Build a following before building outlets
In designer apparel and footwear, upscale department store El Palacio de Hierro is Mexico’s gatekeeper. With the exception of Salvatore Ferragamo SpA, every luxury brand tracked by Euromonitor International has opened its own bricks-and-mortar stores only after several years of sales through other channels, primarily through El Palacio de Hierro, but also increasingly through internet retailers. Burberry Group Plc, for example, opened its first stores in 2010, but began sales in Mexico in 2008 through third party retailers. This strategy of licensing lowers the costs of entry to the market as apparel brands can forego investing in physical stores until after their brand is familiar to consumers. Internet retailers may be the opportunity for standard brands to get off the ground in Mexico that El Palacio de Hierro has offered luxury brands: internet sales of apparel through online retailers are expected to show an 18% CAGR between 2013 and 2018. The most important internet retailers of apparel and footwear in Mexico are currently Dafiti, Linio and Privalia, but there is still room for new players in the internet retailing space. By contrast, department stores and apparel specialists are both projected to see value CAGRs of just around 5% over the same time period. In contrast to luxury brands, where exclusivity and protecting the brand from saturation are key concerns, fast fashion thrives on offering a wide range of quickly changing items to build a following. Internet retailers can support this more cost effectively and – critically – more dexterously than bricks-and-mortar stores, giving fast fashion brands immediate and broad exposure to customers.
Leverage loyalty and easy credit
Mexico’s credit card market is widely viewed as being significantly underdeveloped, with just 21 personal credit cards per hundred people. Reasons for this include concerns about security, stringent application requirements and a strong culture of cash payments. Low credit card usage limits large purchase spending and constitutes a barrier to internet sales – problematic for apparel brands seeking to build a following online before launching in-person and for brands seeking to target consumers living away from store outlets.
Non-apparel specialists such as Wal-Mart have enjoyed enormous success with store cards (cards that extend credit only to consumers shopping at the card-issuing retailer).

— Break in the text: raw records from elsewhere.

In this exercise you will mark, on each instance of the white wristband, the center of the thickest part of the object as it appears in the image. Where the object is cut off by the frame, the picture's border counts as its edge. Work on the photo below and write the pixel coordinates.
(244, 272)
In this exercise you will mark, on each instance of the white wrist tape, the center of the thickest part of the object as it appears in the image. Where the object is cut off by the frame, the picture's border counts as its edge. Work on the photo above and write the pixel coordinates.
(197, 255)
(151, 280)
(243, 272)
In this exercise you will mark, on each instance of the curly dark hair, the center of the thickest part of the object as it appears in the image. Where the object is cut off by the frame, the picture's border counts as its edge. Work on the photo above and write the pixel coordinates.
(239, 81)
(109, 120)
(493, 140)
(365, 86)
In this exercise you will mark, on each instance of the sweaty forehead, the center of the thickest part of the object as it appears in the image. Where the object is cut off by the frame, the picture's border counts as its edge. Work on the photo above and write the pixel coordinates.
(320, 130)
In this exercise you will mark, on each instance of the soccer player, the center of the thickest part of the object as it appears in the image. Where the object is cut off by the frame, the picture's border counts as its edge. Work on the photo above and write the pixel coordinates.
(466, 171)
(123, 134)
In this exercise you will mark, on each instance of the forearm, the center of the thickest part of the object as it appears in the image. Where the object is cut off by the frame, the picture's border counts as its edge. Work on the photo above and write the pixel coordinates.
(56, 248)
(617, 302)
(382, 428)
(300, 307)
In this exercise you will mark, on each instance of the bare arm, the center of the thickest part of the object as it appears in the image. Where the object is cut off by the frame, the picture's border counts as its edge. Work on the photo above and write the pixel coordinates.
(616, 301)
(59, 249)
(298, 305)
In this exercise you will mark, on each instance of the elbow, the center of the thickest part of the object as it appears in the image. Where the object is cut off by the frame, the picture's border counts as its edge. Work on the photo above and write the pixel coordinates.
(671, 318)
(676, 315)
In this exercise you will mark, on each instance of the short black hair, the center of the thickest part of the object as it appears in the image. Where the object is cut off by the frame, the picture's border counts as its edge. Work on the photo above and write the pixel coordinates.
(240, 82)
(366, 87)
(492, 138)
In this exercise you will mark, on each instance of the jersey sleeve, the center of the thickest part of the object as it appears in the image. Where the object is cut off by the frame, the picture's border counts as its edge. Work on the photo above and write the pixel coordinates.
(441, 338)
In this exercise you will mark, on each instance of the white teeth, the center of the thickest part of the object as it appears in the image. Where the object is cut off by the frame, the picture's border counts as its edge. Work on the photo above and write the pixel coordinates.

Spending on store cards in Mexico is expected to grow at a 7% CAGR to 2019, outpacing credit, charge and debit spending. Consumers often view store cards more positively as the card is viewed as an extension of the favourable relationship they already have with the retailer, eliminating much of the distrust surrounding credit cards. Retailers are often able to offer easier approval than issuers of credit cards, such as requiring a lower monthly income or a shorter credit history. Store cards also give underbanked consumers a method of payment that can be used for internet purchases. Perhaps most importantly for building brand success in Mexico, however, is the chance store cards offer retailers to build loyalty with shoppers. Store cards give retailers unique opportunities for individualised promotions as well as detailed insights into the purchasing habits of their most loyal customers. Department stores have seen enormous success with this model: El Palacio de Hierro, for example, reports that nearly 50% of its sales are made with store cards.

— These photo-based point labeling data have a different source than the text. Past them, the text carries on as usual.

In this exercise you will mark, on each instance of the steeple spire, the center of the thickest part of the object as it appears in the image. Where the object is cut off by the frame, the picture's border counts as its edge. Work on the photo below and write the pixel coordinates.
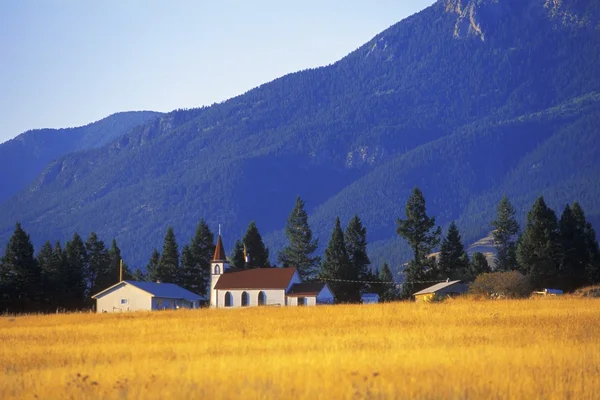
(219, 250)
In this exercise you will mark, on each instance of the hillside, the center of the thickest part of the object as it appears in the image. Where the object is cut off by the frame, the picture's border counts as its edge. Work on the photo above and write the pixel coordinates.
(468, 100)
(25, 157)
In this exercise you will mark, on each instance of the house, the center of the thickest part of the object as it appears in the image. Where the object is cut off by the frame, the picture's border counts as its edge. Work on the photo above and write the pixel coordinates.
(144, 296)
(261, 286)
(369, 298)
(441, 290)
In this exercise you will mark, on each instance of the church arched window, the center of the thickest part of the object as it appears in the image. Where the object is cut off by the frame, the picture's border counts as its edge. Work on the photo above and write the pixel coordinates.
(262, 298)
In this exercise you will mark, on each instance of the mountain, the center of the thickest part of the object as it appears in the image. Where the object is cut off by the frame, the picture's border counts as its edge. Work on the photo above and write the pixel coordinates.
(23, 158)
(467, 99)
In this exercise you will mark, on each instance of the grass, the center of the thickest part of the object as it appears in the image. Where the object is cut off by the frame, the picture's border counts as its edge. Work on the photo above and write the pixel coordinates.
(534, 349)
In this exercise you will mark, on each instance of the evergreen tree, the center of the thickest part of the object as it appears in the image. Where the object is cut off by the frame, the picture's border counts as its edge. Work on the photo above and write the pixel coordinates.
(453, 261)
(139, 276)
(387, 292)
(152, 267)
(168, 265)
(237, 259)
(257, 252)
(356, 245)
(299, 252)
(538, 251)
(478, 265)
(505, 231)
(47, 275)
(76, 261)
(575, 257)
(196, 259)
(420, 232)
(20, 274)
(336, 266)
(98, 262)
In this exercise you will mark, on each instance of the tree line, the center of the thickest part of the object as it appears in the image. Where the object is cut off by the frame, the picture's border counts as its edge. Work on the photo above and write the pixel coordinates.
(552, 252)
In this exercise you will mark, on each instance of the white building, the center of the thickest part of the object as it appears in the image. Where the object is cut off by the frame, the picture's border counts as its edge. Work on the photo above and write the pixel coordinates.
(261, 286)
(144, 296)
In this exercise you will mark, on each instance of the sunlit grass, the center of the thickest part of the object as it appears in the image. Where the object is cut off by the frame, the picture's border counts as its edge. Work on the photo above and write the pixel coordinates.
(546, 349)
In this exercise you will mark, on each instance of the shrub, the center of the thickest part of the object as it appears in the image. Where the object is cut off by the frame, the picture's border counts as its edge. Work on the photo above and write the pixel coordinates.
(510, 284)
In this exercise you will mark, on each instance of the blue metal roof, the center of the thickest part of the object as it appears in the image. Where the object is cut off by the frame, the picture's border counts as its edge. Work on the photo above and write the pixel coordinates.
(166, 290)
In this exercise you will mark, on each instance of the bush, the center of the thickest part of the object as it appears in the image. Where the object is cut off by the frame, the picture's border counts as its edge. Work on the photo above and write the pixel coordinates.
(510, 284)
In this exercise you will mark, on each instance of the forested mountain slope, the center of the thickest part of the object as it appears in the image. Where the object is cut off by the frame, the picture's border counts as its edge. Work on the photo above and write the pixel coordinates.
(458, 99)
(25, 157)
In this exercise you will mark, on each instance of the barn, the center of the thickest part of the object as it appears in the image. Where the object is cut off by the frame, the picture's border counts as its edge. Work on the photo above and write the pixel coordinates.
(145, 296)
(441, 290)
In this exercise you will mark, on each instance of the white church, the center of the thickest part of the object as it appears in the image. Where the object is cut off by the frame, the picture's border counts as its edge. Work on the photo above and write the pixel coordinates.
(261, 286)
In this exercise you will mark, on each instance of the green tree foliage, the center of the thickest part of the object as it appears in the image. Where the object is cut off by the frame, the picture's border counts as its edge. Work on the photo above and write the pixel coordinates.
(98, 261)
(387, 292)
(152, 266)
(299, 252)
(419, 230)
(20, 274)
(257, 252)
(355, 237)
(196, 259)
(504, 235)
(453, 262)
(77, 260)
(336, 265)
(478, 265)
(168, 264)
(539, 252)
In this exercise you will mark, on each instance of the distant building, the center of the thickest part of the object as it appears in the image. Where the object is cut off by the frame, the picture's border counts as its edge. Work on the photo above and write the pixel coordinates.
(144, 296)
(369, 298)
(440, 290)
(261, 286)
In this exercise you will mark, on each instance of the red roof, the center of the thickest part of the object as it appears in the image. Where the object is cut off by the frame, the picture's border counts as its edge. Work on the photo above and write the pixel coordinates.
(260, 278)
(306, 289)
(219, 251)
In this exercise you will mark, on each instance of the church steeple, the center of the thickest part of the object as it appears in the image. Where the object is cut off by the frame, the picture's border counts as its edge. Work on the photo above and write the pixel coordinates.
(219, 266)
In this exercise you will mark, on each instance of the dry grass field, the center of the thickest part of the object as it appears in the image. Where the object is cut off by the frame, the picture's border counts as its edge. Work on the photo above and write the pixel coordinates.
(530, 349)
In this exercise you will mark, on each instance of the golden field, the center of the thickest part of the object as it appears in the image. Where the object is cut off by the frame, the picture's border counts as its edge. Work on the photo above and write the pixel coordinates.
(530, 349)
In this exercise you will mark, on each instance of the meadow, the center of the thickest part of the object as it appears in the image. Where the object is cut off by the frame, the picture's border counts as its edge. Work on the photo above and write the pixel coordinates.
(534, 349)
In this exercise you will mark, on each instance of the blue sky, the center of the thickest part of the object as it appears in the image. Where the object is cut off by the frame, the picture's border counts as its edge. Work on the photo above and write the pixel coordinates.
(69, 62)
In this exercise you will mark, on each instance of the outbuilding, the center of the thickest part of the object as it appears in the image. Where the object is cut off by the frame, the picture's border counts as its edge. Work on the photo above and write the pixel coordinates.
(441, 290)
(145, 296)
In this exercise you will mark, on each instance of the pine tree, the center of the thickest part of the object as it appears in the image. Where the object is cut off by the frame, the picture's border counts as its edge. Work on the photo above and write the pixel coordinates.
(538, 251)
(152, 267)
(196, 259)
(76, 260)
(453, 261)
(98, 262)
(335, 266)
(387, 292)
(20, 274)
(478, 265)
(237, 256)
(257, 252)
(505, 231)
(575, 260)
(592, 253)
(420, 232)
(168, 265)
(299, 252)
(356, 246)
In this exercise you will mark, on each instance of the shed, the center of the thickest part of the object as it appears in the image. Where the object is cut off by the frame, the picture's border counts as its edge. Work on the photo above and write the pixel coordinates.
(369, 298)
(145, 296)
(440, 290)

Rising income redefines affordability
Average per capita disposable income in Mexico is set to grow 40% in constant value terms between 2014 and 2019, from Mx$9,113 per month in 2014 to Mx$12,757 in 2019. While there is much talk among premium brands of “affordable luxury” and the concept of treating oneself by indulging in purchasing an item from a premium brand once in a while, the same concept can be applied to standard and economy brands. The boom in international brands in Mexico means international brands at all price levels are no longer accessible only to high-income consumers who make most of their apparel and footwear purchases while traveling abroad, and rising income levels mean consumers are increasingly in a financial position to take advantage of this. A broader range of consumers is more easily able to “indulge” in the kind of short-term yet frequent consumption fast fashion brands push.